Steve James

Personal information
- Full name: Steven Robert James
- Date of birth: 29 November 1949 (age 76)
- Place of birth: Coseley, England
- Position: Centre-back

Youth career
- 1965–1966: Manchester United

Senior career*
- Years: Team / Apps / (Gls)
- 1966–1976: Manchester United / 129 / (4)
- 1976–1980: York City / 105 / (1)
- 1980–1982: Kidderminster Harriers
- 1982–: Tipton Town

International career
- 1968: England Youth

= Steve James (footballer) =

English footballer

Steven Robert James (born 29 November 1949) is an English former professional footballer who played at centre-back.

==Career==
Born in Coseley, England, James started his career as an apprentice at Manchester United in December 1965. His first-team debut for the club came on 12 October 1968 against Liverpool. He scored four goals in 161 appearances (including one substitute appearance) during his United career before being transferred to York City in January 1976. During his time at Old Trafford, he collected a Football League Second Division title medal in 1975 but then lost his place in the first team and this prompted his move to Bootham Crescent.
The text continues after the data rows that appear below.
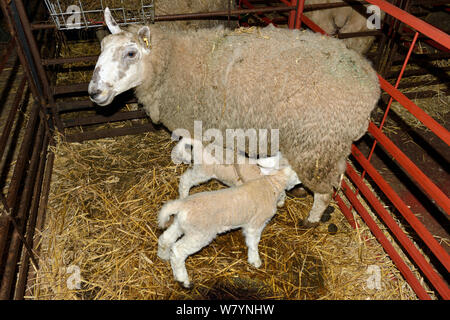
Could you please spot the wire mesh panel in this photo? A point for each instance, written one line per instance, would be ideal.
(77, 14)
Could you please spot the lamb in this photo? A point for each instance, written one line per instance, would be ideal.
(314, 90)
(212, 168)
(200, 217)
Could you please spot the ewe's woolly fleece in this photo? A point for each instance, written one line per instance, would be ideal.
(318, 93)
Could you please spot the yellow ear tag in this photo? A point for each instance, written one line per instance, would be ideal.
(147, 42)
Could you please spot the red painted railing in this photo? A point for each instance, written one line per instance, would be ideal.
(431, 190)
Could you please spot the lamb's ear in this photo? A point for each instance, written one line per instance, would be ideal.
(267, 171)
(111, 23)
(144, 37)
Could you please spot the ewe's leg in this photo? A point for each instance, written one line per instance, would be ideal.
(252, 237)
(167, 239)
(281, 199)
(321, 202)
(183, 248)
(191, 177)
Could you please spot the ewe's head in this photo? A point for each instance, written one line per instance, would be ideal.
(279, 164)
(120, 65)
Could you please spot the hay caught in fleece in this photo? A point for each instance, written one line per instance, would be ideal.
(102, 219)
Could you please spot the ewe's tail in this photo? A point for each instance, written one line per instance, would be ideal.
(169, 209)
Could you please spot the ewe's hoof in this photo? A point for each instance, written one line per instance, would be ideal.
(332, 229)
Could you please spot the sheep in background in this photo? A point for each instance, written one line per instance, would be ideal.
(343, 20)
(314, 90)
(211, 168)
(200, 217)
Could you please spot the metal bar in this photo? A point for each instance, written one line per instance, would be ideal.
(415, 72)
(9, 273)
(416, 23)
(420, 229)
(263, 18)
(299, 13)
(422, 180)
(312, 25)
(376, 231)
(30, 44)
(116, 132)
(20, 52)
(30, 227)
(7, 53)
(346, 211)
(428, 121)
(44, 199)
(74, 105)
(22, 161)
(97, 119)
(12, 115)
(418, 258)
(70, 88)
(370, 33)
(399, 78)
(292, 14)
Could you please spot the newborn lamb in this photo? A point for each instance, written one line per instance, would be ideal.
(211, 168)
(200, 217)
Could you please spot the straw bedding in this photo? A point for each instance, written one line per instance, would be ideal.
(101, 217)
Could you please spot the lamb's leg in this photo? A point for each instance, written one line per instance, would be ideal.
(167, 239)
(191, 177)
(281, 199)
(183, 248)
(321, 202)
(252, 237)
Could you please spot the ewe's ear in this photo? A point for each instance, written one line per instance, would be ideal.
(144, 37)
(270, 162)
(111, 23)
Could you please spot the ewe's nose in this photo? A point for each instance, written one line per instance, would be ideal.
(94, 94)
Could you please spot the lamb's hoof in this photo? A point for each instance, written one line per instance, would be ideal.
(186, 285)
(305, 224)
(256, 263)
(163, 254)
(332, 229)
(298, 192)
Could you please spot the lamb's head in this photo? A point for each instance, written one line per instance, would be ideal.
(279, 165)
(120, 65)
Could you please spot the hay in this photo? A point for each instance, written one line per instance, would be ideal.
(102, 213)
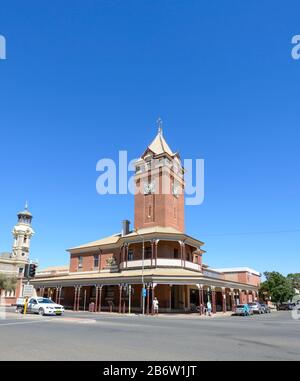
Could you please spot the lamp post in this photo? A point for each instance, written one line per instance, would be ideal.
(143, 265)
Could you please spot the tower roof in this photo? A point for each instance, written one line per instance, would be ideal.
(25, 212)
(159, 145)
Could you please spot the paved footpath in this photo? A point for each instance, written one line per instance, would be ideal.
(86, 336)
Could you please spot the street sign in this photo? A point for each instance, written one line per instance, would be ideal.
(28, 291)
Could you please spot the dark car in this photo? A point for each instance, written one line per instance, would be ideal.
(285, 306)
(256, 308)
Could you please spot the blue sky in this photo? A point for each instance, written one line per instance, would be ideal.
(85, 79)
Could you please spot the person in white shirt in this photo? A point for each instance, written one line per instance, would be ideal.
(155, 306)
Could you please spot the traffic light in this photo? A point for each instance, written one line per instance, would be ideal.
(30, 270)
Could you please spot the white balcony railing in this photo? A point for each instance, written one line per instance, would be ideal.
(161, 262)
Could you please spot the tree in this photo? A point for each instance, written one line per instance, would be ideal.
(7, 283)
(277, 286)
(295, 279)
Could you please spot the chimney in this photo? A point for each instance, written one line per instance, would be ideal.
(125, 227)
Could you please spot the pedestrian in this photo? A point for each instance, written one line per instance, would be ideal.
(246, 310)
(155, 305)
(208, 308)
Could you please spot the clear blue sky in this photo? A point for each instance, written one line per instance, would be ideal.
(85, 79)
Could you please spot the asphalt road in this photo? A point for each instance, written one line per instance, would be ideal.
(84, 336)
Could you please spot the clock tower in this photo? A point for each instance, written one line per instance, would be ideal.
(159, 184)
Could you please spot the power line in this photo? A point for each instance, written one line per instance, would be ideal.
(251, 233)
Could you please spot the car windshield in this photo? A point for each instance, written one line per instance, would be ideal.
(45, 300)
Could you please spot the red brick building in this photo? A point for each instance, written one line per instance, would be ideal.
(157, 253)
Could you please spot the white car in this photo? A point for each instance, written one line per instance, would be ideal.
(44, 306)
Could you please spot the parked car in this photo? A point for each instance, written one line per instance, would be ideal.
(266, 308)
(240, 310)
(256, 308)
(43, 306)
(285, 306)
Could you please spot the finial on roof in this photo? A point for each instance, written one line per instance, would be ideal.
(159, 124)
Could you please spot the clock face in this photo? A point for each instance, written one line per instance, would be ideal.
(149, 188)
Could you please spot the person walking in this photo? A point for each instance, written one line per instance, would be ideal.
(155, 305)
(246, 310)
(208, 308)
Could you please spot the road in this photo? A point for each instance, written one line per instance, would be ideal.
(85, 336)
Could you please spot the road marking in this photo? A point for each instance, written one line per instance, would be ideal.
(24, 322)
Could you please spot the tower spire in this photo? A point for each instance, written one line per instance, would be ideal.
(159, 123)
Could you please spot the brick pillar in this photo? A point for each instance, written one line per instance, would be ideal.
(232, 300)
(224, 300)
(59, 294)
(156, 250)
(100, 298)
(213, 297)
(181, 253)
(78, 298)
(96, 300)
(201, 299)
(56, 295)
(75, 297)
(170, 297)
(153, 296)
(152, 252)
(241, 296)
(120, 298)
(127, 249)
(148, 300)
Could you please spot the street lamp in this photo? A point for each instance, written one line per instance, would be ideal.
(143, 265)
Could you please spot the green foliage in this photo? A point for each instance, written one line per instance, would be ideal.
(277, 286)
(295, 279)
(8, 283)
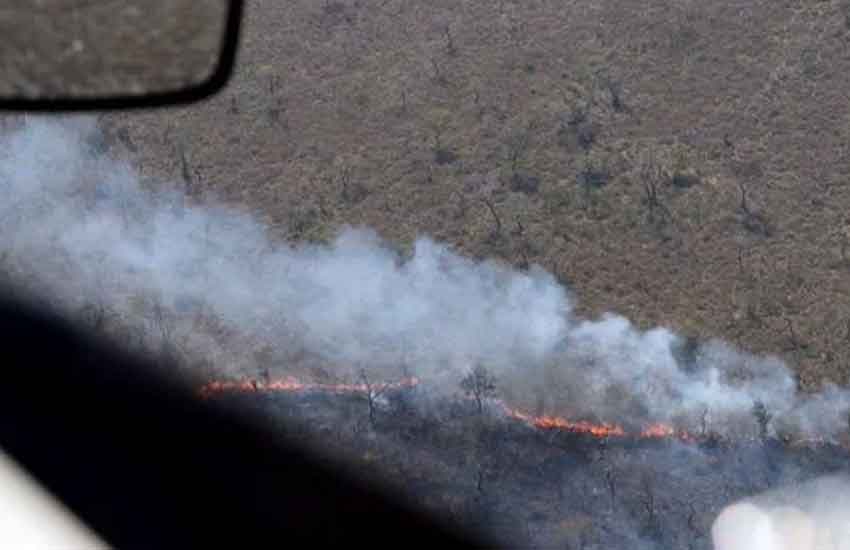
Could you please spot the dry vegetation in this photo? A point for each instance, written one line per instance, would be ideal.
(681, 163)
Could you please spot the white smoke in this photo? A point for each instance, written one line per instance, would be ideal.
(808, 516)
(80, 227)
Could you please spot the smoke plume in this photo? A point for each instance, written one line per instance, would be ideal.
(81, 227)
(807, 516)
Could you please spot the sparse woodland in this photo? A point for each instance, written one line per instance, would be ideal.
(681, 164)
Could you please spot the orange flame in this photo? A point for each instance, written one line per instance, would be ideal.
(545, 422)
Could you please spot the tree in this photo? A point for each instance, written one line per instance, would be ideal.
(479, 384)
(372, 393)
(763, 417)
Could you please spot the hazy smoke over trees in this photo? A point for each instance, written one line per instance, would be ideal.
(80, 226)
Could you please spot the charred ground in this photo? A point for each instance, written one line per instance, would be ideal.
(526, 487)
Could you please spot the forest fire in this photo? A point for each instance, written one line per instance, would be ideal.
(290, 384)
(544, 422)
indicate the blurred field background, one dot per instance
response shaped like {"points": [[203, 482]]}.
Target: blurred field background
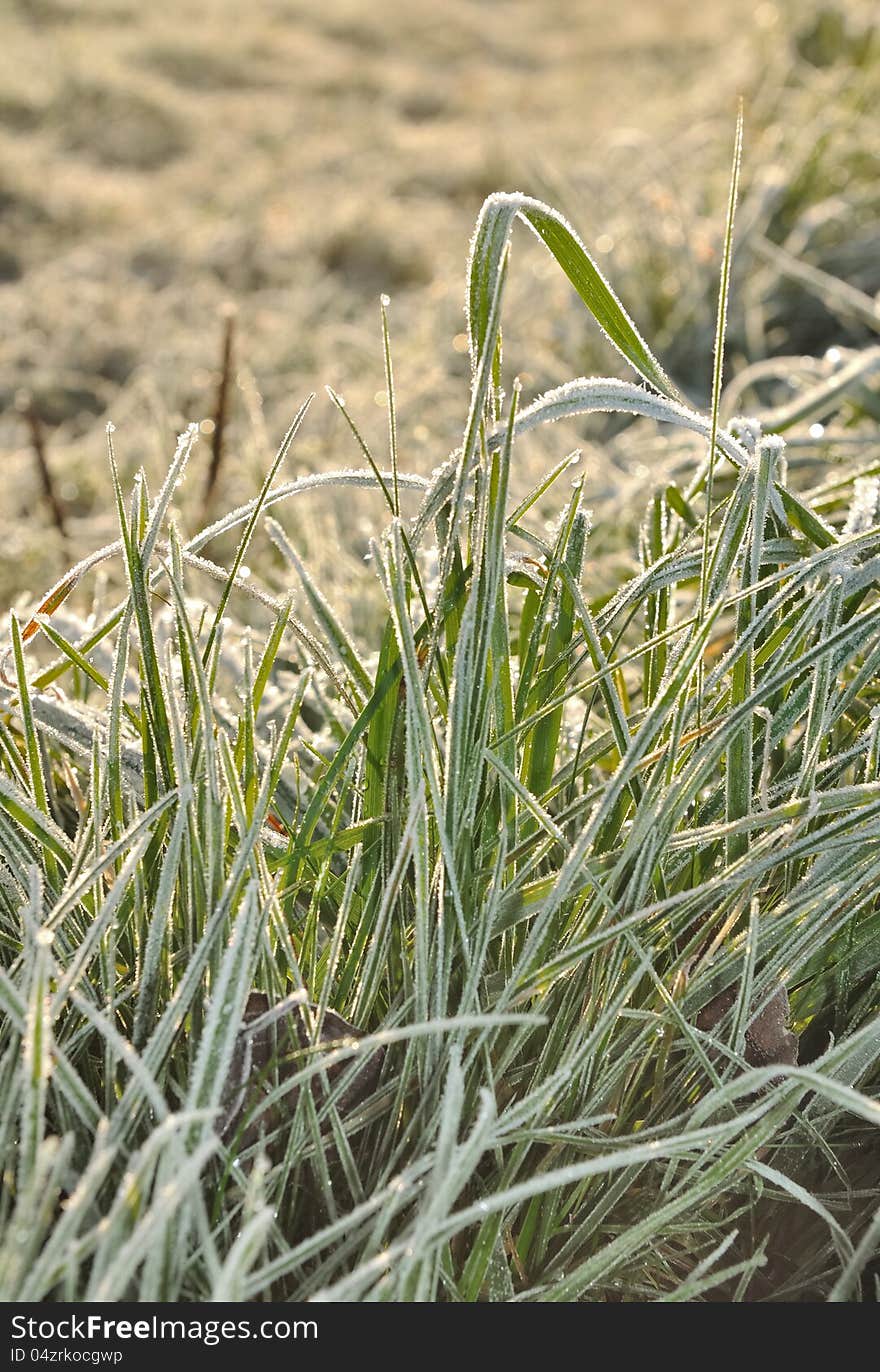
{"points": [[297, 159]]}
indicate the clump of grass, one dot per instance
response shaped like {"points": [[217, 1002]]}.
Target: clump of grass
{"points": [[564, 858]]}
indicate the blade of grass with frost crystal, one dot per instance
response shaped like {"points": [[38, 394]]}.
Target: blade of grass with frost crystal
{"points": [[36, 1059], [256, 511], [153, 693], [224, 1014], [488, 249], [471, 678], [334, 633], [721, 329], [739, 763]]}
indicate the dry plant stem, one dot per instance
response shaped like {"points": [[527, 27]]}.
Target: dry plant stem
{"points": [[221, 404], [47, 480]]}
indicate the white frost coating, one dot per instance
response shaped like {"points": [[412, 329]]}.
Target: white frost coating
{"points": [[865, 508], [607, 394], [496, 218]]}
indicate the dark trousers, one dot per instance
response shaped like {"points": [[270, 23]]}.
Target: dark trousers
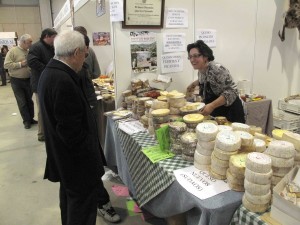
{"points": [[78, 208], [81, 209], [23, 94], [3, 76]]}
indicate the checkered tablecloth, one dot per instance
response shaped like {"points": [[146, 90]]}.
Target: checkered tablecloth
{"points": [[242, 216], [148, 179]]}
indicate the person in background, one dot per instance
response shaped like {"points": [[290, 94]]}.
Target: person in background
{"points": [[91, 60], [4, 51], [15, 62], [217, 88], [39, 55], [86, 85], [72, 146]]}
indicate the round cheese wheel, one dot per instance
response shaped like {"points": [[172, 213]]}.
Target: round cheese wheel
{"points": [[203, 151], [160, 112], [258, 199], [225, 128], [216, 175], [201, 166], [202, 159], [233, 180], [206, 131], [260, 145], [278, 133], [237, 164], [156, 104], [256, 189], [241, 127], [228, 141], [257, 208], [258, 178], [223, 155], [281, 149], [281, 162], [219, 162], [281, 171], [207, 144], [293, 138], [177, 127], [258, 162], [247, 138], [193, 118]]}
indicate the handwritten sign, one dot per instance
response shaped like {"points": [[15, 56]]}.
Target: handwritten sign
{"points": [[209, 36], [199, 182]]}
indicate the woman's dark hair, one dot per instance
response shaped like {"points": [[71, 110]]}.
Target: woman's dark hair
{"points": [[203, 49], [48, 32]]}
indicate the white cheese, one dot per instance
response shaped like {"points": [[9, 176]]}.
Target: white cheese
{"points": [[258, 162]]}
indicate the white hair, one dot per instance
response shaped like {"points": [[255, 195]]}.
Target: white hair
{"points": [[66, 42], [24, 38]]}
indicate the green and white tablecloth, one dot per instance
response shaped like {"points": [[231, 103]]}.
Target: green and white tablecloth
{"points": [[242, 216], [149, 179]]}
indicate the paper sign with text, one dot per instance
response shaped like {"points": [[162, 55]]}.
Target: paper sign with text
{"points": [[209, 36], [199, 182]]}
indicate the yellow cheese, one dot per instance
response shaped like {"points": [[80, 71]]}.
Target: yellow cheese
{"points": [[278, 133], [193, 118]]}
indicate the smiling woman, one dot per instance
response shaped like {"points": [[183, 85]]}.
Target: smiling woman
{"points": [[217, 88]]}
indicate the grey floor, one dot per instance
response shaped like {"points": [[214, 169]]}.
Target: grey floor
{"points": [[25, 198]]}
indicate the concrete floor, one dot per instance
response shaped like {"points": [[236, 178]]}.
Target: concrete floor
{"points": [[25, 198]]}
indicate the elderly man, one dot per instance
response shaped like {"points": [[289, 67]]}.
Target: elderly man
{"points": [[39, 55], [73, 155], [15, 62]]}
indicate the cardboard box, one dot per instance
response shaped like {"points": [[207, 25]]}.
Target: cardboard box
{"points": [[282, 210]]}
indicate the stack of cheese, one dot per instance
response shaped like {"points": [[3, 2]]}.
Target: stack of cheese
{"points": [[294, 138], [236, 172], [192, 120], [189, 142], [140, 106], [227, 144], [257, 182], [176, 129], [145, 118], [159, 116], [247, 141], [176, 101], [278, 133], [125, 94], [282, 154], [206, 135]]}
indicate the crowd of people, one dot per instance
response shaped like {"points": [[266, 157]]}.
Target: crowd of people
{"points": [[58, 69], [59, 72]]}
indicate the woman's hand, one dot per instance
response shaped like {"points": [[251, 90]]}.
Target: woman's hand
{"points": [[207, 109]]}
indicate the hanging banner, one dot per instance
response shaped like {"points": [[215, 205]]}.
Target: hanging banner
{"points": [[209, 36], [171, 63], [177, 18], [143, 49], [200, 183], [174, 42]]}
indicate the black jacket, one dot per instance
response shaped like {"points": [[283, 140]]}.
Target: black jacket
{"points": [[39, 55], [73, 152]]}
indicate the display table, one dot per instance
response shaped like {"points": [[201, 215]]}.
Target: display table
{"points": [[242, 216], [260, 114], [102, 107], [154, 186]]}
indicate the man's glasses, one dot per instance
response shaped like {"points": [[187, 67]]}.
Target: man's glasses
{"points": [[196, 56]]}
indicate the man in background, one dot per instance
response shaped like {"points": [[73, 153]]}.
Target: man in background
{"points": [[73, 155], [91, 59], [15, 62], [39, 55]]}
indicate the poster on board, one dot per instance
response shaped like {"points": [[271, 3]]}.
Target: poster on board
{"points": [[143, 47]]}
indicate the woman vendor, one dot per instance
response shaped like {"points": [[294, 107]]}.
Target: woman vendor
{"points": [[217, 88]]}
He made his debut for York against West Bromwich Albion in January 1976. He missed the whole of the 1978–79 season with injury. He made 119 appearances and scored 2 goals for the club, and joined non-league Kidderminster Harriers in May 1980.

He was capped for England at youth international level in 1968. As of June 2012, he was working in a Waitrose supermarket. His Division 2 winners' medal was found in a junior school near Telford in January 2012, having been missing for over 30 years.